MJ Designs
- Company type: Defunct as of 2003
- Industry: Retail
- Founded: 1986
- Founder: Michael Dupey (chairman)
- Headquarters: Coppell, Texas
- Products: Retail arts & crafts, scrapbooking, home decor, custom framing
- Revenue: N/A
- Number of employees: N/A

= MJ Designs =

Arts and crafts retailer

MJ Designs was an arts and craft retail store in the Dallas/Fort Worth and Washington, D.C., areas. The company filed for Chapter 11 bankruptcy on December 13, 2002, and went out of business in May 2003.

==Products==
MJ Designs sold a variety of arts and crafts products, floral products and arrangements, and supplies for scrapbooking, custom framing, pottery, and hobbies.

==History==

Michael Dupey got his start in 1968 when he worked for City Product Corporation (Ben Franklin Stores). He converted one of these stores into an arts and crafts outlet after his father, James Dupey, purchased it for $72,000 from City Product Corporation. The buyout stated that Michael Dupey had to pay his father back $1.2 million after taxes, with the balance due after eight years. In that period, he changed the name to Michaels Arts & Crafts and paid back his father's loan.

In 1983 his father sold out the contracts to Sam Wyly.
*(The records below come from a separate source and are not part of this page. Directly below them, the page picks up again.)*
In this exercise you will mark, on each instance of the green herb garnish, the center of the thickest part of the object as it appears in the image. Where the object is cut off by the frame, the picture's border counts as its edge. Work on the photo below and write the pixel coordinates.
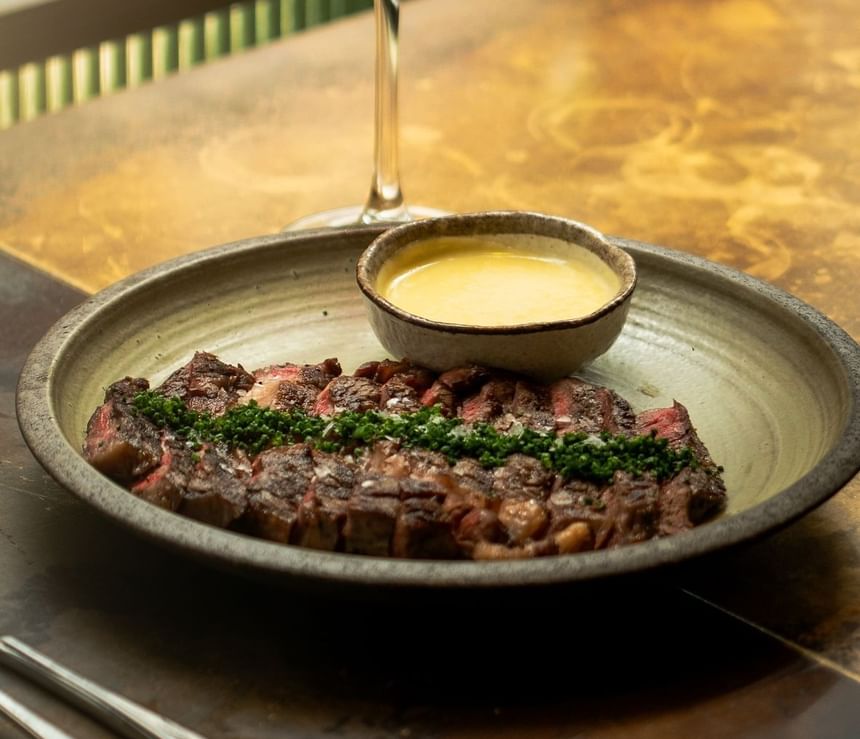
(577, 455)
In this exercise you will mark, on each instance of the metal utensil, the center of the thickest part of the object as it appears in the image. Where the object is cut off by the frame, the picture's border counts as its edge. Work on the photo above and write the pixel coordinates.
(122, 715)
(31, 723)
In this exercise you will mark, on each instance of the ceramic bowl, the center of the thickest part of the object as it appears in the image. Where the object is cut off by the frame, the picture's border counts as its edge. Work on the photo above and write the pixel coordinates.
(545, 350)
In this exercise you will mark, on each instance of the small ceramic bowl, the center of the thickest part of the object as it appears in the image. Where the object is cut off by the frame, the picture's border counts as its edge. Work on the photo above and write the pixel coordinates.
(544, 350)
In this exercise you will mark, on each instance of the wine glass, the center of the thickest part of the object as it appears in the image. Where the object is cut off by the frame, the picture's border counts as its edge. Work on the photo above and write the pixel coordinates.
(385, 203)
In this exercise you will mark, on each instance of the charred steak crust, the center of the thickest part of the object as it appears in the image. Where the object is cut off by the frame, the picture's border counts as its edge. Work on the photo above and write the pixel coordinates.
(396, 501)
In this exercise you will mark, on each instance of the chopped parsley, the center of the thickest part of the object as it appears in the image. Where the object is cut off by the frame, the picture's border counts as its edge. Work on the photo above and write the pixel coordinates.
(576, 455)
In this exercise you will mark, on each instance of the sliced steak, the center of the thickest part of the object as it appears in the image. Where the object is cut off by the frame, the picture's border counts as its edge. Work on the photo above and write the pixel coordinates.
(580, 406)
(396, 500)
(348, 393)
(632, 511)
(207, 384)
(119, 442)
(689, 499)
(397, 396)
(281, 478)
(215, 490)
(673, 424)
(287, 386)
(522, 476)
(165, 484)
(490, 402)
(423, 530)
(531, 405)
(323, 509)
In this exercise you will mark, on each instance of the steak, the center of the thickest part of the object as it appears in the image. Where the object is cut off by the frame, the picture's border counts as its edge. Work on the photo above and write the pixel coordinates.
(392, 499)
(119, 442)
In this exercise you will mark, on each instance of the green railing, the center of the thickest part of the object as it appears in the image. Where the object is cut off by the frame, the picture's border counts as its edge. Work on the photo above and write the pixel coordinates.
(52, 84)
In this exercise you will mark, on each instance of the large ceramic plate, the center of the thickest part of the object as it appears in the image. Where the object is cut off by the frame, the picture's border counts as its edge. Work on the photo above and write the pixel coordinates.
(772, 386)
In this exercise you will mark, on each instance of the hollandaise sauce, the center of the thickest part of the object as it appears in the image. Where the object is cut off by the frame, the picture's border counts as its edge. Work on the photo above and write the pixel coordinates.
(496, 280)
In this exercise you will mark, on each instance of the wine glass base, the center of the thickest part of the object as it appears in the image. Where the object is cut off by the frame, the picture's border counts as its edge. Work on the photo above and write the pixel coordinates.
(352, 215)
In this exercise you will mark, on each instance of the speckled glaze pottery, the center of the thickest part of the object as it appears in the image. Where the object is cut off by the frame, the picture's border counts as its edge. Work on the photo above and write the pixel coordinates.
(544, 350)
(772, 386)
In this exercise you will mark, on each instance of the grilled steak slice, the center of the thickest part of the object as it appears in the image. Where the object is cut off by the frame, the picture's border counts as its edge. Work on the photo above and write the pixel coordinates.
(632, 511)
(348, 393)
(207, 384)
(674, 425)
(452, 386)
(397, 396)
(286, 386)
(490, 402)
(402, 501)
(580, 406)
(215, 491)
(280, 480)
(531, 405)
(119, 442)
(371, 516)
(207, 484)
(688, 499)
(522, 476)
(322, 511)
(165, 484)
(423, 531)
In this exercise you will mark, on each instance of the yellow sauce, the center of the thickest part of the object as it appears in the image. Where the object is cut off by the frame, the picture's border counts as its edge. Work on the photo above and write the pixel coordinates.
(496, 280)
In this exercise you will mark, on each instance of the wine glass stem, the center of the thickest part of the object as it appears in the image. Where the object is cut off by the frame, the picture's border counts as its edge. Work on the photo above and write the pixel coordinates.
(385, 201)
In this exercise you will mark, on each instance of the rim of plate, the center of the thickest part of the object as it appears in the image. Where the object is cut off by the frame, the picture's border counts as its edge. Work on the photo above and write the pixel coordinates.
(37, 419)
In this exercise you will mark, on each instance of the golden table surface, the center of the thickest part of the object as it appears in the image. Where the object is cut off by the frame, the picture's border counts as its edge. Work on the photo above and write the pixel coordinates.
(726, 128)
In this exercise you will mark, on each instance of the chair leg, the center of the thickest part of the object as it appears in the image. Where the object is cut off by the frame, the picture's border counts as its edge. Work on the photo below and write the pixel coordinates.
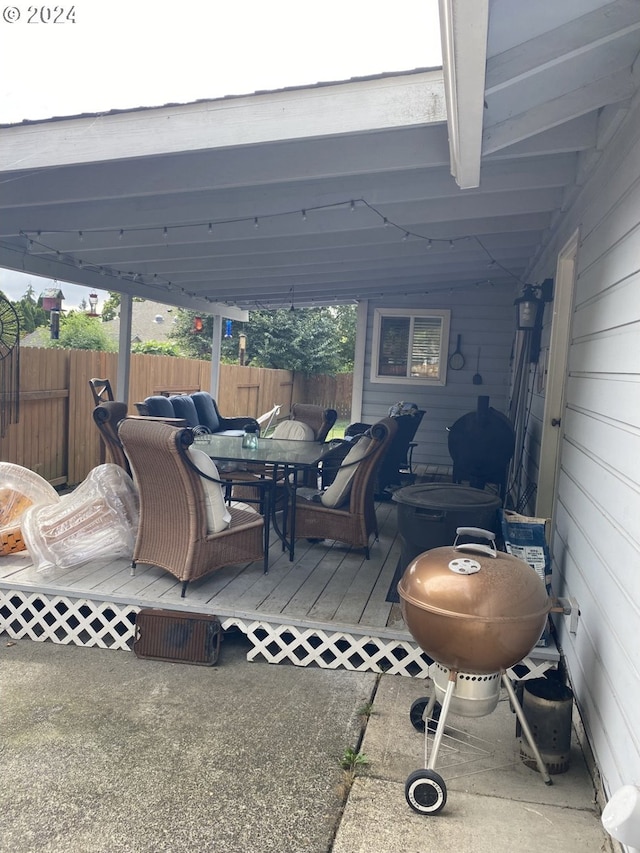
(267, 527)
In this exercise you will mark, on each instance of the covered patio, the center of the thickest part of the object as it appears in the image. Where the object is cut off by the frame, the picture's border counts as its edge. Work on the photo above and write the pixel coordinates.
(431, 191)
(330, 607)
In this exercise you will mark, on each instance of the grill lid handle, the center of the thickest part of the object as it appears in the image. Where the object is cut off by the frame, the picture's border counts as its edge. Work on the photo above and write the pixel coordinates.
(476, 547)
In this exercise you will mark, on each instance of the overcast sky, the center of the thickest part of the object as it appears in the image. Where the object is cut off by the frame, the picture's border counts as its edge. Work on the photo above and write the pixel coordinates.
(115, 54)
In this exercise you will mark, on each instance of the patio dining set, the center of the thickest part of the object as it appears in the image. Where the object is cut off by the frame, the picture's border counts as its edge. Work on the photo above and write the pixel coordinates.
(209, 498)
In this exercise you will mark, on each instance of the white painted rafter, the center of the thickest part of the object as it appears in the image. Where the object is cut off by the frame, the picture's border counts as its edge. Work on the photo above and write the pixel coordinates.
(464, 25)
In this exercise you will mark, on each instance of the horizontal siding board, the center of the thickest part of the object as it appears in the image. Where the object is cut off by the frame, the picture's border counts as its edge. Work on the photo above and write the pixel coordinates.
(615, 309)
(596, 530)
(611, 265)
(612, 352)
(615, 451)
(613, 397)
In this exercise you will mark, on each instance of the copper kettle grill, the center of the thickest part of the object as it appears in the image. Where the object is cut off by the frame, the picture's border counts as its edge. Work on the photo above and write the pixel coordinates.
(476, 611)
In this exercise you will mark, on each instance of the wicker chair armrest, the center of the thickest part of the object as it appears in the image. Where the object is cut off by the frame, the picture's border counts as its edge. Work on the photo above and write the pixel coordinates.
(238, 423)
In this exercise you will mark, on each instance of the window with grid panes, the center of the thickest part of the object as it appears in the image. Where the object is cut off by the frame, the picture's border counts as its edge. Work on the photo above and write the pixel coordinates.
(410, 346)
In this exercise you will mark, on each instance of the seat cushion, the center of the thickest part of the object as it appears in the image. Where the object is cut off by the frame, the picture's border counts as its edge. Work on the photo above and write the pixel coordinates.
(184, 407)
(296, 430)
(207, 415)
(159, 407)
(338, 492)
(218, 515)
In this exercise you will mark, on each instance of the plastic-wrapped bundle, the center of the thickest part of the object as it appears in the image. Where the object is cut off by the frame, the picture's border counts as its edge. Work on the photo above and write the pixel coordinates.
(20, 489)
(98, 519)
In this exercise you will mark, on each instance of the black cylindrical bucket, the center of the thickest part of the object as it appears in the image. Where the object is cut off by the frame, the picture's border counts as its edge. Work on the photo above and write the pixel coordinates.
(548, 706)
(429, 515)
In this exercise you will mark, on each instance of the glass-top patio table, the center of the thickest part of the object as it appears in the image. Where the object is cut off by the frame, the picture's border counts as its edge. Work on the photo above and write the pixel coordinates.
(287, 456)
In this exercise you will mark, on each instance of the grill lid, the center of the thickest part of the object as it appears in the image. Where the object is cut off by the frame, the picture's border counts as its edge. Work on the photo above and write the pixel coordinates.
(493, 588)
(446, 497)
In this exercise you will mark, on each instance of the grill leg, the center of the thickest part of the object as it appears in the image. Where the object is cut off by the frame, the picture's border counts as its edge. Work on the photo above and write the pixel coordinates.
(517, 707)
(437, 739)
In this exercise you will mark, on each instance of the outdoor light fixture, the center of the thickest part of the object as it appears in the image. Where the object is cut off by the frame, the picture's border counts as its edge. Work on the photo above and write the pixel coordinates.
(54, 324)
(530, 313)
(527, 310)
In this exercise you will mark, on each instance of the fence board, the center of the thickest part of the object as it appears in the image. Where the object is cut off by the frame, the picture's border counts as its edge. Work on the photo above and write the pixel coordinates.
(56, 436)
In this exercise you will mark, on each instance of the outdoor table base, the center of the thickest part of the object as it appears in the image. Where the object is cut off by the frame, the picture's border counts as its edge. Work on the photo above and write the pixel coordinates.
(281, 455)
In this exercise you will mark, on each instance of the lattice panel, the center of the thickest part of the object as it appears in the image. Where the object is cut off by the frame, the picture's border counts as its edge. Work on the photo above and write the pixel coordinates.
(312, 646)
(83, 622)
(65, 620)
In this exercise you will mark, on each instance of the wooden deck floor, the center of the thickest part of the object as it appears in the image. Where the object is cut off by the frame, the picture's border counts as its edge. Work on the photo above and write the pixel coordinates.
(327, 608)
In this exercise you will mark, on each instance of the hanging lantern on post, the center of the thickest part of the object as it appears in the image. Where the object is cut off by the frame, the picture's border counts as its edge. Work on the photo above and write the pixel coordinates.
(55, 324)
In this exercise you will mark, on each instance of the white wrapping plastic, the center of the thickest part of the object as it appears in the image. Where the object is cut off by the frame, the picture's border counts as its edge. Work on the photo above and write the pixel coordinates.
(20, 489)
(98, 519)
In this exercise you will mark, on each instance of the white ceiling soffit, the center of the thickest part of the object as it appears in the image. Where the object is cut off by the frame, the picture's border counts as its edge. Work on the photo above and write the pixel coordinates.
(463, 27)
(330, 194)
(555, 62)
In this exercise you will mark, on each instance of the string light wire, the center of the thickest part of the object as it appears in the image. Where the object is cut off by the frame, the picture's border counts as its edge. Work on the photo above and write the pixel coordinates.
(212, 226)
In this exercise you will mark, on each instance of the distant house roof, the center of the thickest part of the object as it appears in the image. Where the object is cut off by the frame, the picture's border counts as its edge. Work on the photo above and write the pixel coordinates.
(151, 321)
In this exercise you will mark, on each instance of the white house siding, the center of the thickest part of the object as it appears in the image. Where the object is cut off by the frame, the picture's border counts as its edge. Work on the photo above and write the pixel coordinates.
(483, 316)
(596, 538)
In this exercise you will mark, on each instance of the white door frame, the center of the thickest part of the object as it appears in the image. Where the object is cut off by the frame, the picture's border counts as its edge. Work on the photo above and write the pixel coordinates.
(554, 402)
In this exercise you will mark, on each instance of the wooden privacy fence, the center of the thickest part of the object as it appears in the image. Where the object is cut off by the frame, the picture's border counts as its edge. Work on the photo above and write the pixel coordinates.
(56, 436)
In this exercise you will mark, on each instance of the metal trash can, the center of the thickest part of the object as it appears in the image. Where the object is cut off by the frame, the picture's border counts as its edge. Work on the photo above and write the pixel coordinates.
(429, 514)
(548, 705)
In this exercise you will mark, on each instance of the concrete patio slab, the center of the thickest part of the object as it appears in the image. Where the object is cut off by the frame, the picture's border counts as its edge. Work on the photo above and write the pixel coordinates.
(101, 752)
(499, 810)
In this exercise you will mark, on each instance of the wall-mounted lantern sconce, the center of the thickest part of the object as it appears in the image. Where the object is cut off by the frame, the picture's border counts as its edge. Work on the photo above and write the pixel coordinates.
(530, 313)
(527, 310)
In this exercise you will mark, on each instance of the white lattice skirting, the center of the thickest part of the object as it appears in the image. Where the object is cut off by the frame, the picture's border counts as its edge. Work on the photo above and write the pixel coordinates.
(83, 622)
James Dupey sold his son's contracts for the stores that were not paid for 100%, along with Michael's cash deposits and his name (Michaels Arts & Crafts). James Dupey told Michael that the store name was registered under Dupey Management Corporation (Michael Dupey's Corporation); however, it was not; James Dupey had registered it to his corporation, Dupey Enterprises, Inc.

Michael worked with the new owner, Sam Wyly. He gave Michael the two Michaels Arts & Craft stores in the Dallas/Fort Worth area in return, to help Michael build a public company.

Sam operated Michaels from 1983 until 1990 when it became financially difficult. Michael Dupey, who at the time was operating his 24-unit MJ Designs chain, was brought in as a special consultant. The public company was moving forward on all fronts with positive momentum. The Michaels chain comprised 140 stores by the end of 1990, with sales reaching $362 million, and debt down from $34 million to $9 million after one year. Michael worked as a consultant for Michaels public company until 1999.

MJ Designs was formerly a part of Michaels, operating as Michael's MJ Designs, before the company split in the mid-1980s. Major disagreements between the father and son caused the company to split. As part of the court ruling, Mike got stores in the DFW area and East Coast to rename MJ Designs. James Dupey held the Austin and Houston areas. The court ruling stated that Michaels and MJ Designs must avoid each other's territory for seven years so both companies could grow without competition.

In 1997, the court ruling expired. MJ Designs filed for Chapter 11 bankruptcy in 1999, despite reporting sales of $247.2 million that year.

By 2001, the chain still had more than 500 stores across the country. Its eight Maryland stores were sold, mainly to Michaels. They closed all their stores in the Northeast region and several in the Dallas/Fort Worth area around this time. The remaining nine stores were bought out by Cardnell Investors, who reopened the Dallas/Fort Worth stores. MJ Designs filed for Chapter 11 bankruptcy again on 13 December 2002, and closed its doors in May 2003.